Try as You Might
(One of the 83 quick and practical life & work lessons from Sh*t Sandwich: Quick & Practical Success Lessons for Practically Anyone.)
You Cannot Avoid Shit Sandwiches
There is a natural law known as the Law of Shit Sandwiches. This law states that avoiding them will cause them to grow in size and multiply in quantity. You cannot avoid shit sandwiches.
Take Ray, a neighborhood tavern owner whose previous employer was a beer wholesaler. Ray, not his real name, drove a big truck and delivered beer for a living. Ray hated driving a beer truck. He hated eating shit sandwiches served by his bosses, he hated eating shit sandwiches served by his customers, and he especially hated eating shit sandwiches served by the twenty-something salespeople who created the beer orders that he had to deliver.

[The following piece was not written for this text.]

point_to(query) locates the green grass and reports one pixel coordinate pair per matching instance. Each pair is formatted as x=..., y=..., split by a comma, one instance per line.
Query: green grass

Ray’s aversion to shit sandwiches was so great that he decided to open his own bar. A place where he could be his own boss, work the hours he wanted to work, and never again have to eat a shit sandwich from anyone. He was going to live the American Dream. Moreover, he was going to be making more money than ever and have the freedom to travel the globe.
That was more than fifteen years ago, and Ray still owns his tavern. He enjoys a small group of regulars that love coming to Ray’s Place. They love the camaraderie, the conversation, and they especially love the cantankerous Ray. His American Dream, however, has been put on hold; “temporarily,” he says. The last time I spoke to him, he had just fired his night bartender for stealing. (He was dating her on the side, so it was a bittersweet parting.) This meant Ray was working double shifts while he looked for a replacement. He lamented that he had more free time to enjoy life when he drove a beer truck.
Ray will admit he is less happy today than on the beer route, because he now has to eat way more shit sandwiches than ever before.
Ray eats shit sandwiches served by his customers (he used to kick out the complainers before he realized that all of his regulars were complainers), he eats shit sandwiches served by his landlord (he never generated enough cash flow to purchase the physical building in which his bar is located), and he even eats shit sandwiches from the very beer delivery guys that now run his old route. Shit sandwiches, you should know by now, are generally served from all angles.
Ray was, by all accounts, better off delivering beer than he is as a bar owner. He had paid vacations, tenure, great health insurance, and he was home early almost every day. The issues he had to deal with were not unreasonable or even that plentiful – Ray could just never get over having to eat shit sandwiches.
As Ray has learned too late, you cannot avoid eating shit sandwiches if your goal is to be anything but homeless. They will just be waiting for you… growing.